GlaxoSmithKline might be hoping the sun will put a silver lining on dark clouds over its Consumer Healthcare division -- and power its distribution facility in York, PA.

GSK drug facility photo on EnergyPriorities.com

Mounting rails, under partly cloudy skies, stand ready to accept 11,000 PV modules. Each one weighs about 60 pounds and is more than six feet long and more than three feet wide. The panels are installed in a grid system in sets of three. Nearly 100 workers will spend the next two months hoisting the panels to the roof with a crane, securing them into place and networking them into the power system.

GlaxoSmithKline Consumer Healthcare begins installing North America’s largest rooftop solar array at its Northeast Regional Distribution Center today.

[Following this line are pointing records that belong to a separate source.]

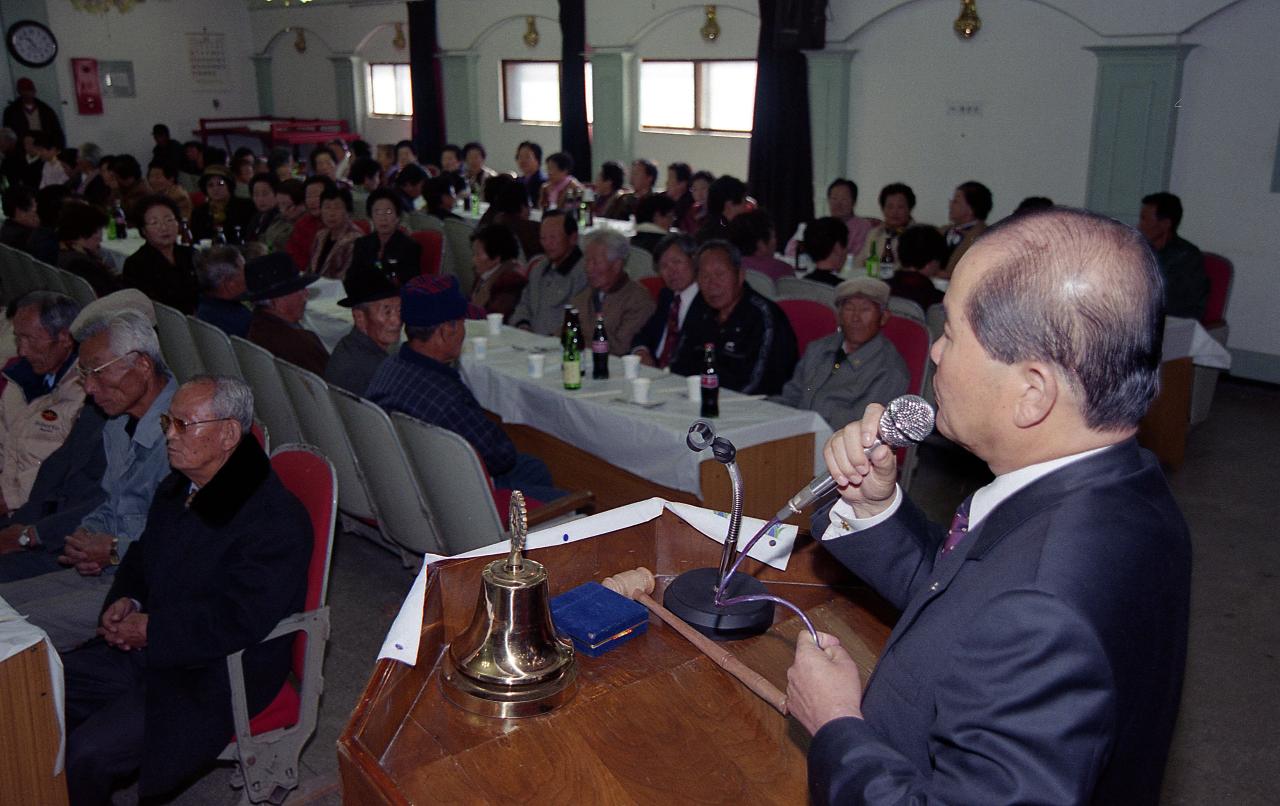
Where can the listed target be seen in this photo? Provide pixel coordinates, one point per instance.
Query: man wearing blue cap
(421, 381)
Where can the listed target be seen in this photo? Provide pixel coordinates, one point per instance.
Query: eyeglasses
(96, 372)
(179, 426)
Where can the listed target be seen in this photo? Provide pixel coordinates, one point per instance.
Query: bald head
(1080, 292)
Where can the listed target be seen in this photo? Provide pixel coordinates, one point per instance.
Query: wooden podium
(653, 720)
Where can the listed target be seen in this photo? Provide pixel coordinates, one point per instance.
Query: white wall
(1224, 158)
(1028, 73)
(151, 36)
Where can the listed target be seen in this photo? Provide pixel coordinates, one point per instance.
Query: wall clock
(31, 42)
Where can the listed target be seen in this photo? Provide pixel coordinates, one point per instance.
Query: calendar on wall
(208, 56)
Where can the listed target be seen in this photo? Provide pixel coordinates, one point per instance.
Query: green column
(263, 76)
(350, 85)
(1134, 120)
(616, 104)
(460, 72)
(830, 73)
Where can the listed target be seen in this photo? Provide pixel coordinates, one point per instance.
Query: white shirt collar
(990, 497)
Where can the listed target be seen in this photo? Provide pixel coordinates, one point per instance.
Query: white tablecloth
(647, 442)
(1187, 337)
(18, 635)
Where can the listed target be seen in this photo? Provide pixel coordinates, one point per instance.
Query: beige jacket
(31, 431)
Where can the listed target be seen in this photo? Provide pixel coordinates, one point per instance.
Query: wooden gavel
(639, 582)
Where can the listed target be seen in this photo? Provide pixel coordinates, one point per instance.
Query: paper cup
(536, 363)
(694, 384)
(631, 366)
(640, 389)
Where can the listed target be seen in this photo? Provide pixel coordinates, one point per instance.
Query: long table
(31, 703)
(594, 439)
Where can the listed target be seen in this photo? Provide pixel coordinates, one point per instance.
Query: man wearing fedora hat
(279, 296)
(375, 308)
(420, 380)
(840, 374)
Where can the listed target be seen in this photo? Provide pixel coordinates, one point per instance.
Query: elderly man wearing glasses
(223, 559)
(123, 372)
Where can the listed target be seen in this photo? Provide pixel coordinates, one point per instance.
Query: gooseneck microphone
(906, 421)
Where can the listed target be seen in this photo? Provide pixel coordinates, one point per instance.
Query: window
(700, 96)
(530, 92)
(391, 90)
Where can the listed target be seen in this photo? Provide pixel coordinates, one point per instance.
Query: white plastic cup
(640, 390)
(536, 363)
(631, 367)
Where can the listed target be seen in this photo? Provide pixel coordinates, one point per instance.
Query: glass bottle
(711, 383)
(599, 351)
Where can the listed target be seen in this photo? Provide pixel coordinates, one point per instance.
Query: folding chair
(796, 288)
(268, 746)
(405, 514)
(215, 348)
(177, 344)
(270, 401)
(469, 509)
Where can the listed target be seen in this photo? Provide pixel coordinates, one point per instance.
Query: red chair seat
(279, 713)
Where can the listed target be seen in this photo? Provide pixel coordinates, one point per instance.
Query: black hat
(274, 275)
(366, 284)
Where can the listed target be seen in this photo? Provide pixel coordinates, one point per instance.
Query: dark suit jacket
(214, 578)
(1040, 662)
(402, 259)
(650, 334)
(173, 284)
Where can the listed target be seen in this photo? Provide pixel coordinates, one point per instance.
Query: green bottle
(571, 363)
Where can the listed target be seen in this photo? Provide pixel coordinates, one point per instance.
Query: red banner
(88, 88)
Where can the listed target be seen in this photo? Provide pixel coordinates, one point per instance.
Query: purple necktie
(959, 527)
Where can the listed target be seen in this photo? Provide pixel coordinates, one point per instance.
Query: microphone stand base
(691, 596)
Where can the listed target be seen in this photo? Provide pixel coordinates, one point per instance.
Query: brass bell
(510, 660)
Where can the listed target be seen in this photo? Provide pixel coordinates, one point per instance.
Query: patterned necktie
(668, 347)
(959, 527)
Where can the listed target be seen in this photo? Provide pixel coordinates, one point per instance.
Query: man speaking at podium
(1040, 651)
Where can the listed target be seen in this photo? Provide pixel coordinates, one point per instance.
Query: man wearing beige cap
(840, 374)
(123, 372)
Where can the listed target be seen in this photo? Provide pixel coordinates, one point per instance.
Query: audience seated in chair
(658, 338)
(279, 296)
(554, 276)
(374, 302)
(920, 253)
(499, 279)
(1180, 260)
(220, 270)
(122, 371)
(44, 393)
(755, 348)
(223, 558)
(968, 211)
(755, 238)
(420, 381)
(387, 250)
(624, 303)
(656, 215)
(840, 374)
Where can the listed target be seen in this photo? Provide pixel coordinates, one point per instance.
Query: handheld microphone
(906, 421)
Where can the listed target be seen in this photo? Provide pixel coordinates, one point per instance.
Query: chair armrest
(315, 623)
(574, 502)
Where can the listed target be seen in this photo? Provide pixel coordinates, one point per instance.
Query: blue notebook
(597, 618)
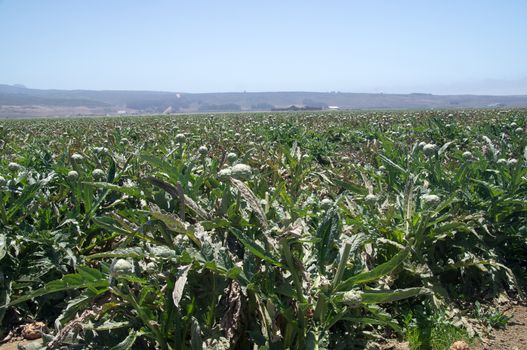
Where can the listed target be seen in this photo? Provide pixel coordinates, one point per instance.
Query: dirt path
(514, 337)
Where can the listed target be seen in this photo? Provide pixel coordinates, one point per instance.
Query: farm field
(303, 230)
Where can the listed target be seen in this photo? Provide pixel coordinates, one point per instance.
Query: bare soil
(514, 337)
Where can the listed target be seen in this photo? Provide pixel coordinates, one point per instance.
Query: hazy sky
(456, 46)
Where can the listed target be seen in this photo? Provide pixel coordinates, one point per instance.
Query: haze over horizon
(448, 47)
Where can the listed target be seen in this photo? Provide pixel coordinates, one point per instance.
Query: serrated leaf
(254, 248)
(86, 278)
(377, 272)
(179, 286)
(251, 200)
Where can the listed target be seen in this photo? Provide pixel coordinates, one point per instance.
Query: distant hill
(19, 101)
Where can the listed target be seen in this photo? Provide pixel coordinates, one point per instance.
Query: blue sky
(207, 46)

GSK says it received government funding and solar incentives to help finance the project. A $1 million grant from the Commonwealth of Pennsylvania, Commonwealth Financing Authority and $4.1 million in federal tax credits will help pay for the project. GSK will also utilize energy savings and Solar Renewable Energy Credits (SREC) to offset costs.

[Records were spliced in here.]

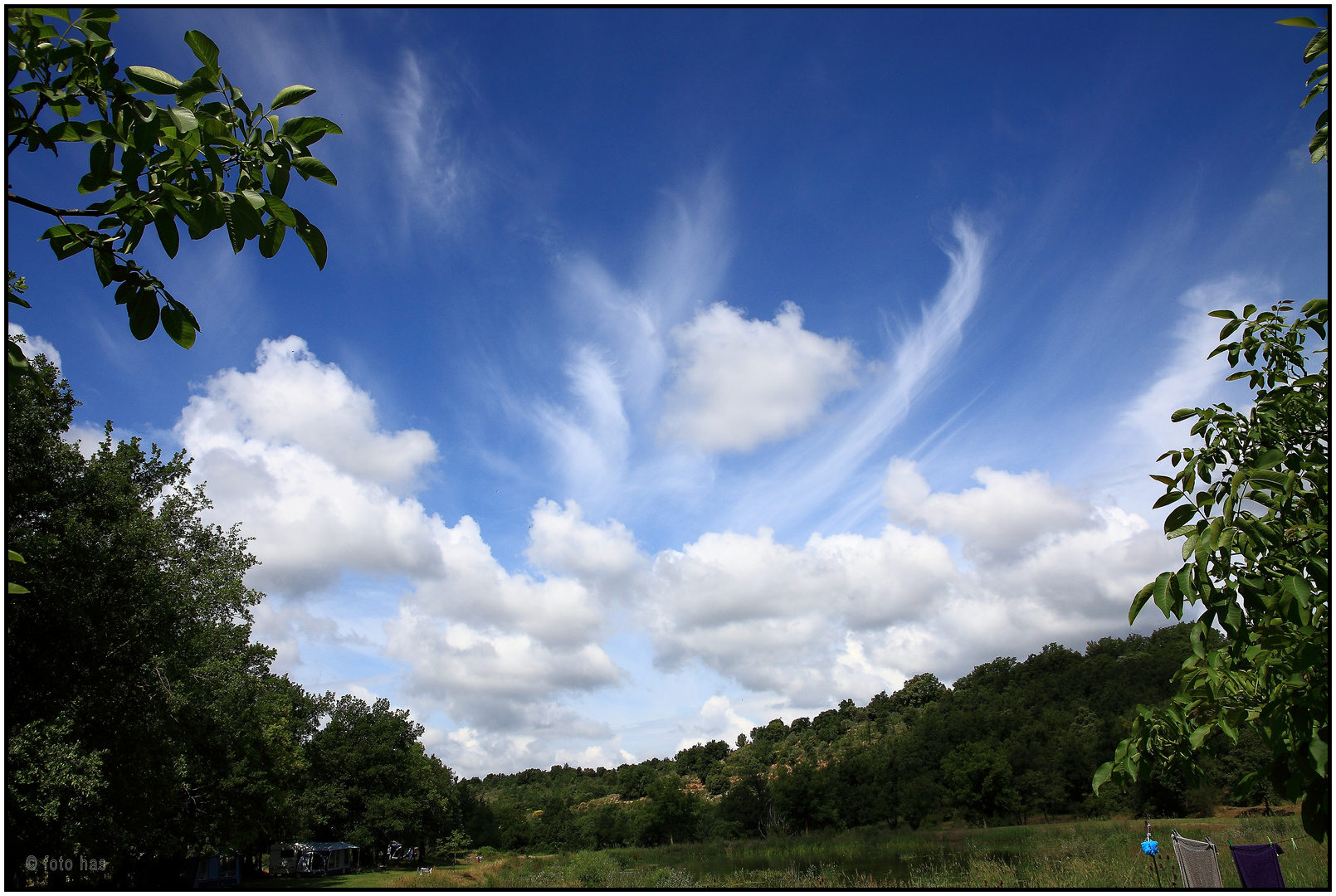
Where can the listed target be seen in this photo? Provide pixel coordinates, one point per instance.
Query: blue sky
(676, 370)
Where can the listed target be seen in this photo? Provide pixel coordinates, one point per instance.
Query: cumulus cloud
(85, 437)
(35, 345)
(744, 382)
(591, 441)
(295, 451)
(718, 720)
(996, 521)
(602, 557)
(849, 615)
(773, 616)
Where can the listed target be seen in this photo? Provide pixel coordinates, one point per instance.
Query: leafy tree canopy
(198, 153)
(1253, 513)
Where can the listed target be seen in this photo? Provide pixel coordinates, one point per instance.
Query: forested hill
(1010, 740)
(144, 724)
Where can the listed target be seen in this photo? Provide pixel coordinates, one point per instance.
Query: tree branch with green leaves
(1252, 506)
(1319, 46)
(203, 157)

Nearly 11,000 solar panels will cover an area on the roof which is about the size of seven American football fields. The solar panels will generate enough electricity to meet the annual energy needs of the nearly 500,000 square foot building. That’s equivalent to the power needed each year for almost 400 average sized homes.

The 3-megawatt system is expected to generate approximately 3.4 million kilowatt hours of energy per year. This will enable the facility to reduce carbon dioxide emissions by 3,000 tons annually. It would take nearly 15,000 trees to absorb that much carbon dioxide in a single year. American Capital Energy, the company responsible for the project, plans to install about 500 panels per day. When the project is completed, it will be the first time a GSK facility anywhere in the world will be completely reliant on solar energy.

GSK’s sustainability initiatives were lauded recently in Newsweek’s 2010 Global Green Ranking as ranking fifth among the greenest companies in the world (although the company did not make the magazine's U.S. rankings). Since 2007, the company has been implementing a climate change program to reduce emissions and energy use in operations and transport. GSK aims to reduce energy use by 45 percent by 2015, compared to 2006 levels.

A rooftop gathering this morning will mark the installation of the first module. Forecast: sunshine.